I really, really don’t, but it’s the last place I can look. I take the stairs two at a time. His bedroom door is shut. I put my hand on the brass knob and twist. I’m in.

  Facing me, on the wall above Cain’s bed is a huge black and white canvas, a kind of magazine shot of a girl’s face. She’s beautiful, stunning with long blonde hair which sweeps wispily across her face as though the breeze has taken it. She’s facing the camera, looking out of the shot with a look that must have been purely for the photographer. It’s personal, intimate, and it’s on Cain’s bedroom wall, so I’m guessing she must mean something to him. The room is the same as downstairs, wooden floors, neutral walls apart from the wall where there are two long windows which look out over the street. This wall has been left brick. On the floor are a couple of sheepskin rugs and the bedding is pristine white with a mocha coloured throw across it. It’s pristine, sharp, almost unlived in, but Cain is a scientist. It might have been slightly worrying if his room was messy. Like mine was in the flat. I shake my head to fling away the images of my flat. I need to go back there, if only to see if what the dorks said about it being torched is true. I feel really sick again. Why the hell is this happening to me? I’m a nothing, a no one. I’ve drifted through life so far, simply trying to survive, and now all of this. It’s like a bad dream, and since it started I’ve had no time to think properly. I need to prioritise. Money first.
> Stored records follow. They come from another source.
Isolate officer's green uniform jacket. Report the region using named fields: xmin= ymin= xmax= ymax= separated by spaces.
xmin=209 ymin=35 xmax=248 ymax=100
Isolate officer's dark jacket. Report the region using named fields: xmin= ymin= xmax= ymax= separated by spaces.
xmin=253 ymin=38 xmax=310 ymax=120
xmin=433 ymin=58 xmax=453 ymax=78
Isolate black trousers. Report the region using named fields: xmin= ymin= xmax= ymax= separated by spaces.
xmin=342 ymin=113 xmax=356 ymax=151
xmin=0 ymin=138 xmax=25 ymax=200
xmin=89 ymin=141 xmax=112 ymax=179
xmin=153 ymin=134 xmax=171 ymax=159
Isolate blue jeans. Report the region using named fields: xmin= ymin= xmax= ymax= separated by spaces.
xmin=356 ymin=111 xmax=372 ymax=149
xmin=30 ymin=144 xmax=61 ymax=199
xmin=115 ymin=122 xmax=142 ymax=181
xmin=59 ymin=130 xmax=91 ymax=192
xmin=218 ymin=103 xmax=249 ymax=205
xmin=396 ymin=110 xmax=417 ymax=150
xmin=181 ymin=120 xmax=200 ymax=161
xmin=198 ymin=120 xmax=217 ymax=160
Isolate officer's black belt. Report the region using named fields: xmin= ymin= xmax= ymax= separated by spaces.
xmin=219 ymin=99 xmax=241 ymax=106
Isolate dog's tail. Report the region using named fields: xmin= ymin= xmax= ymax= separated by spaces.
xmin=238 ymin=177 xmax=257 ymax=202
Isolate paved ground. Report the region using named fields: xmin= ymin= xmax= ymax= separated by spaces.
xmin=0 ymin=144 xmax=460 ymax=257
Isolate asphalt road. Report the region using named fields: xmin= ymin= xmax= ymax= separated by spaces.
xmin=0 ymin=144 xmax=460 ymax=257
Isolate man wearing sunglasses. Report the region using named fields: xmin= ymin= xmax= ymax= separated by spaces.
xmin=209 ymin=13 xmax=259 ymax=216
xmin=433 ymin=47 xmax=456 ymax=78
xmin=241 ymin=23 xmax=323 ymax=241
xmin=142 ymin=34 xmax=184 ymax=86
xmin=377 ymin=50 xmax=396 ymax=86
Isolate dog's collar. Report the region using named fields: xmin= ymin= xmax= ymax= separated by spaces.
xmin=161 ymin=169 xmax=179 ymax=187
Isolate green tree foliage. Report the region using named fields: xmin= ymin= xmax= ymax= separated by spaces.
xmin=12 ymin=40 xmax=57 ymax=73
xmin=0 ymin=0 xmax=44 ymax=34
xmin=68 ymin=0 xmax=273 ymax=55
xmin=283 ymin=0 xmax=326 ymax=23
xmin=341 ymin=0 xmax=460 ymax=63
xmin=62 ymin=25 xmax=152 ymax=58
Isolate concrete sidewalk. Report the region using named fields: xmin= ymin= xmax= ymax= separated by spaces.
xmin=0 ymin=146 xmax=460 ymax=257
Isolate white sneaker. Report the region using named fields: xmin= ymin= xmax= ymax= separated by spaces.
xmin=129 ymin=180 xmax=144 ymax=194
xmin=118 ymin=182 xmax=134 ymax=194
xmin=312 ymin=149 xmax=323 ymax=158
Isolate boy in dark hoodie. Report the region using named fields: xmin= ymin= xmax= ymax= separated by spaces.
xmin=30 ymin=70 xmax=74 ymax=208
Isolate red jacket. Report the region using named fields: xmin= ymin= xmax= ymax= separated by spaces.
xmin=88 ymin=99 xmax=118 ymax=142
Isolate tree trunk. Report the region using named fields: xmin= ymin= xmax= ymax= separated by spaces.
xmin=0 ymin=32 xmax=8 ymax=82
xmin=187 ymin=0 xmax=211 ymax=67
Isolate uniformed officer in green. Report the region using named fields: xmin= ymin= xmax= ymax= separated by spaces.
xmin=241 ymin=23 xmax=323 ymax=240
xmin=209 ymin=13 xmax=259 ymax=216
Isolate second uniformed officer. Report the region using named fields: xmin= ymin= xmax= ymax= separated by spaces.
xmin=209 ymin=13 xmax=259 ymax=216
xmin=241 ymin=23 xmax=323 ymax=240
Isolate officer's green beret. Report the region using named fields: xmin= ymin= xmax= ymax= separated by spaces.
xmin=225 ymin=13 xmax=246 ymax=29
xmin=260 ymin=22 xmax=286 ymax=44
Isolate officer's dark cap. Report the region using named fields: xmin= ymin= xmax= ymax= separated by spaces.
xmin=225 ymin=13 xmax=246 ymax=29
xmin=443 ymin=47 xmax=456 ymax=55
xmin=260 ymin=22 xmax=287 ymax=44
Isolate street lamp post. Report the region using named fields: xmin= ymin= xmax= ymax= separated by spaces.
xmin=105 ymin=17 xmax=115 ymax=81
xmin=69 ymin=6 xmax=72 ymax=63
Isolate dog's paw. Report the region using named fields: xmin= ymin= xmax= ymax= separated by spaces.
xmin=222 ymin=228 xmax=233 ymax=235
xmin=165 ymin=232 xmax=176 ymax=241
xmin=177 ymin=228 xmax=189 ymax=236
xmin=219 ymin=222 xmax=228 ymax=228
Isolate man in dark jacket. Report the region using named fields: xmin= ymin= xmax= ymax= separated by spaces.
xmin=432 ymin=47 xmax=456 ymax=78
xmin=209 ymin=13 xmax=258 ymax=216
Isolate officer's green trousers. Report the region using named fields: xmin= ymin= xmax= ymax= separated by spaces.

  I open all the draws in Cain’s dresser looking for where he kept it; all the guys I’ve ever known have kept a hidden stash, if only to stop me from getting my hands on it. There’s nothing under the bed, not even dust. This guy is uber clean, and the dresser comes up with nada. At the other end of the room there’s a closet, made to look like part of the wall. I press it and the door swings open. Inside there are boxes stacked up on the shelf. I put one on the bed and take off the lid. Inside there are files stacked as if in a filing cabinet. I pull one out and open it, a medical file, but there are also passports in different names with a photograph of the same guy although the photos are all slightly different, some with dark hair, some blond, some with glasses, some with a beard, and drivers licenses, again the same guy but with different names, and even some utility bills to an address in Chelsea. After trying to take this in I look in the file again and my heart leaps. Inside the file are wads of money in different currencies. I take out the English money and look in the other files, all the same but with different people, men and women, and each file contains money. By the time I’ve retrieved all the English money, I’ve got a couple of thousand. I quickly slide the box back into the closet, eyeing the other boxes. If I need more cash I know where to come, that’s if I dare come back here, but I don’t want to be greedy. Right now I have enough to find a hotel, to feed myself and to get transport if I need it. Then a thought occurs to me. There are passports here and driving licences. All I need to do is find one that looks like me, a mixed-race girl with dark brown eyes and long, unruly curly hair. I pull the other boxes down and scrabble through them aware that Cain could return at any moment. I want to be out of here by the time he gets back, because it’s a meeting and a conversation I really don’t want to have.